IMF warns Middle East shock could hit Sri Lanka growth, backs targeted relief as tariffs rise
The International Monetary Fund has warned that escalating geopolitical tensions in the Middle East pose a significant risk to Sri Lanka’s economic recovery, even as authorities move ahead with price reforms and fiscal adjustments.
The IMF said the evolving crisis could impact key external sectors including exports, remittances, tourism and connectivity, describing it as one of the most significant external shocks faced by Sri Lanka since its economic crisis.
Officials said the duration and scale of the shock would be critical in determining the overall impact on growth, with uncertainty already complicating the Fund’s outlook.
Sri Lanka had previously seen growth expectations improve above earlier projections of around 2.9 percent, but the IMF indicated that forecasts are now under review as global conditions deteriorate.
Tariff hikes tied to cost recovery, with protection for vulnerable
The comments come as Sri Lanka implements a series of electricity and fuel price increases, part of broader efforts to restore cost-reflective pricing and reduce fiscal pressures.
Electricity tariffs were raised by an average 11 percent at end-March, with further revisions under consideration amid rising global fuel costs.
The IMF said such adjustments are necessary to prevent state-owned utilities from accumulating losses that could ultimately burden public finances.
“Ensuring that electricity prices reflect the true cost of supply is essential for fiscal sustainability,” officials said, noting that delays in cost recovery can create broader economic risks.
At the same time, the Fund stressed that targeted and temporary support is needed to protect low-income households, particularly those consuming electricity at lifeline levels.
Authorities have committed to cushioning vulnerable groups through relief measures, including a broader support package and social assistance top-ups.
Banking system stable despite isolated fraud case
On the financial sector, the IMF said a reported 13.2 billion rupee fraud at National Development Bank appeared to be contained within a specific operational area and does not pose systemic risk.
The Central Bank has assessed that the bank remains well-capitalised and liquid, with regulatory ratios above minimum requirements.
The Fund said it is monitoring the situation closely in coordination with regulators.
Reforms and prior actions key for next IMF tranche
The IMF also outlined the next steps under Sri Lanka’s programme, noting that several prior actions must be completed before the next review can be taken to the Executive Board.
These include progress on energy pricing, fuel cost recovery, and financing assurances, alongside continued fiscal reforms.
A Board decision could take place within weeks to a couple of months, depending on the pace of implementation, officials said.
Focus on fiscal risks, tax leakages and state enterprise reform
The Fund highlighted ongoing concerns around non-performing loans, revenue leakages and fiscal risks, pointing to the need for stronger tax administration and more transparent policies.
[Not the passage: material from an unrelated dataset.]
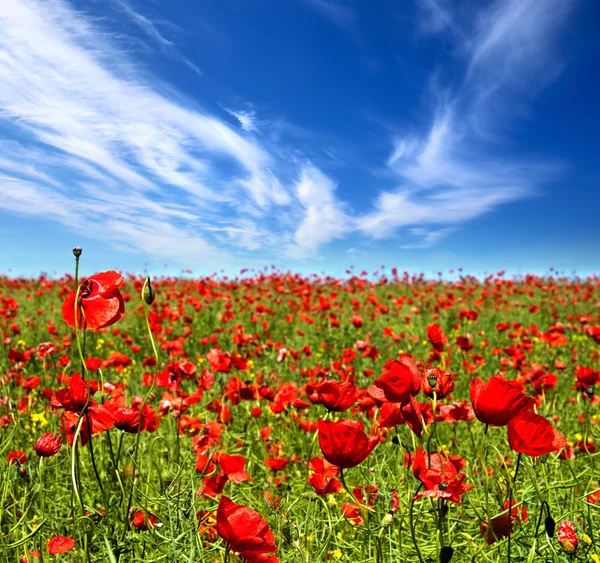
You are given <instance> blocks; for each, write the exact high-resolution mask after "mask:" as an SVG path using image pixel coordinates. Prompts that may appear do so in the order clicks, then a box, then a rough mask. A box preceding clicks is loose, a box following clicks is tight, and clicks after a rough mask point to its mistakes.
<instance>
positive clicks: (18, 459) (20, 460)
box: [6, 450, 27, 465]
Officials said fiscal consolidation should focus on improving revenue collection and closing loopholes, rather than relying solely on higher taxes.
There were also calls to reform tax exemptions and strengthen oversight of state-owned enterprises, including SriLankan Airlines, where recent debt restructuring progress was welcomed.
Recovery faces a more complex phase
The IMF said Sri Lanka’s programme continues to benefit from broad stakeholder engagement, including discussions with political parties and parliamentarians on reforms ranging from fuel rationing to anti-corruption measures.
While the tone of discussions has been constructive, the Fund cautioned that the country’s recovery is entering a more challenging phase, with external shocks now playing a larger role.
Sri Lanka’s ability to sustain growth will depend on maintaining reform momentum while managing rising global uncertainty, the IMF said.